Penquify’s verification pipeline ensures generated photos actually contain the correct data:
  1. Blind extraction: A vision model (Gemini 2.5 Flash) reads the generated photo and extracts field values. It never sees the expected values.
  2. Programmatic comparison: Extracted values are compared against the source schema using normalized string matching. No model is involved in comparison.

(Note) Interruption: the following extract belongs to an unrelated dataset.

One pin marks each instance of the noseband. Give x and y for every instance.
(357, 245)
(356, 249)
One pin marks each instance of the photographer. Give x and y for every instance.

  3. Retry on mismatch: If fields are wrong (image gen errors), penquify retries up to N times, emphasizing the mismatched fields in the prompt.
  4. Occlusion is OK: Fields that are intentionally hidden (by crop, stain, blur, etc.) are not treated as errors.
The extraction model never sees ground truth values. This separation prevents model bias in verification.

Occlusion Manifest

For each generated photo, penquify produces an occlusion manifest that explains why each field is or isn’t visible:
  • visible — field was correctly extracted
  • occluded_by_crop(top 10-15%) — field hidden by intentional crop
  • obscured_by_coffee_stain(upper_right) — field covered by stain
  • blurred_by_motion(horizontal) — field illegible due to motion blur
  • distorted_by_extreme_angle — field warped beyond readability
  • hallucinated_or_garbled_by_image_gen — image generation error (mismatch)
This manifest is what makes penquify datasets useful for benchmarking: you know exactly which fields should and shouldn’t be extractable from each photo.